Bepolar : Parle-nous de La Boussole d’Einstein, comment est née l’idée de ce roman ?  
Gilles Vidal : Je n’ai pas de plan prédéfini quand je commence un roman : juste des scènes qui se mettent en place et des personnages qui s’imposent au fil de l’écriture. Disons qu’au tiers, la structure est bâtie et qu’au trois quarts tout est là qui s’impose. Quant à la cerise sur le gâteau, c’est la trouvaille qui devient évidente et qui donne le titre au livre, à savoir La Boussole d’Einstein (alors que je n’en avais aucun de « stable » au départ).

Bepolar : C’est un roman dans lequel le héros, Félix Meyer, va plonger dans son passé. On va le découvrir peu à peu à travers ses souvenirs. Comment as-tu travaillé, comment as-tu composé ton roman ?

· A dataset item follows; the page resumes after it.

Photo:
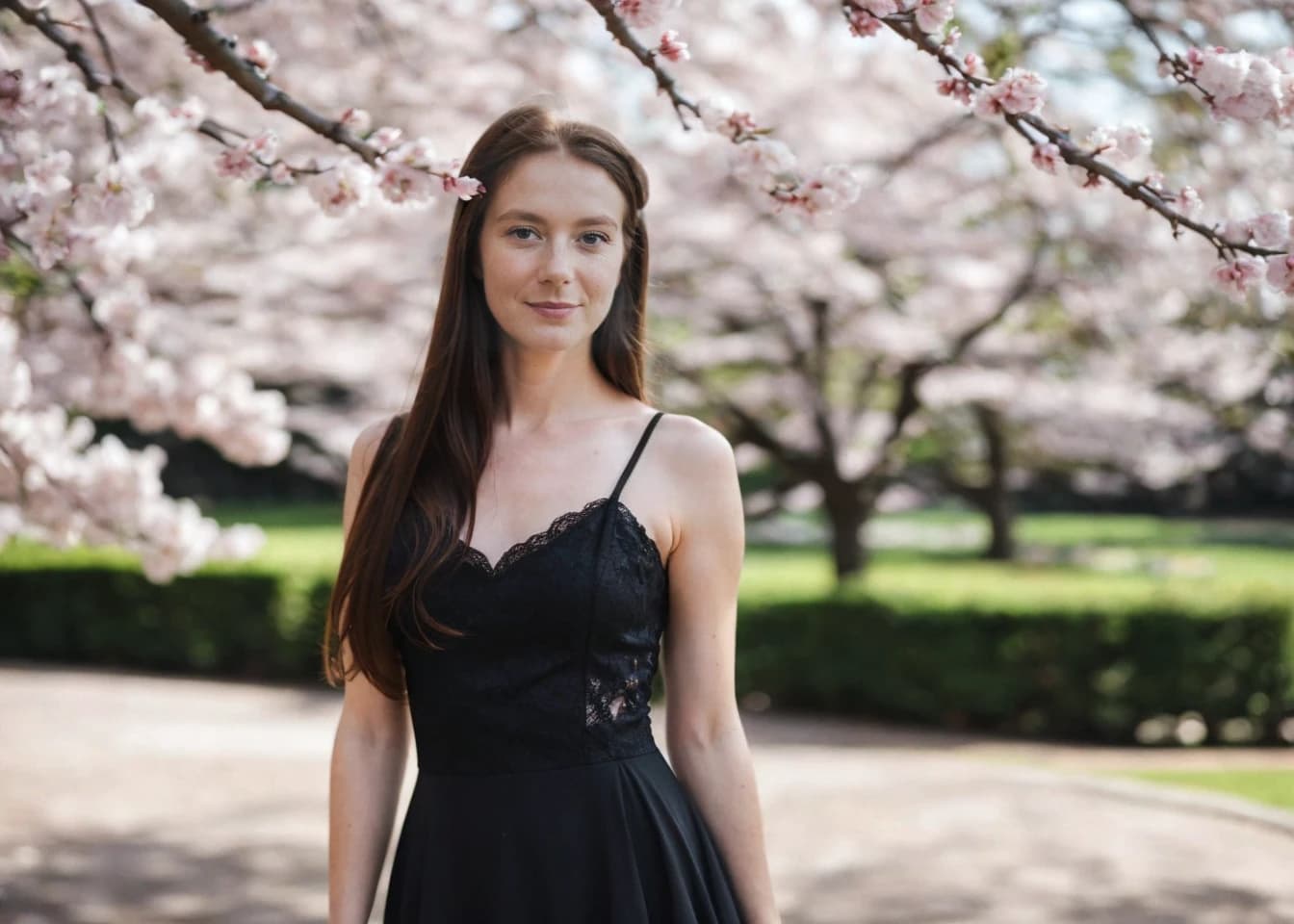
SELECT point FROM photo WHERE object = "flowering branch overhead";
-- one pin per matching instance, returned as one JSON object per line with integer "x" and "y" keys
{"x": 1019, "y": 96}
{"x": 761, "y": 161}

Gilles Vidal : Même s’il est paraît-il préférable de laisser de côté le passé et de se concentrer sur le présent et l’avenir, nous sommes tous habités par une certaine nostalgie de ce que nous fûmes avec de bons souvenirs mais aussi des événements difficiles, parfois durs qui, en fin de compte, ont forgé ce que nous sommes devenus. Il en est de même pour Meyer qui n’a pas particulièrement été gâté par la vie avec des épreuves que l’on ne souhaite à personne. Dans les souvenirs de Meyer il y a aussi les miens pour une bonne part, mais travestis bien sûr, minorés ou sublimés selon ce qu’ils pouvaient apporter au personnage, à l’histoire. Ce qu’est véritablement Meyer se constitue en effet peu à peu, au fil du roman, à l’aide de ce que l’on peut considérer comme les pièces d’un puzzle.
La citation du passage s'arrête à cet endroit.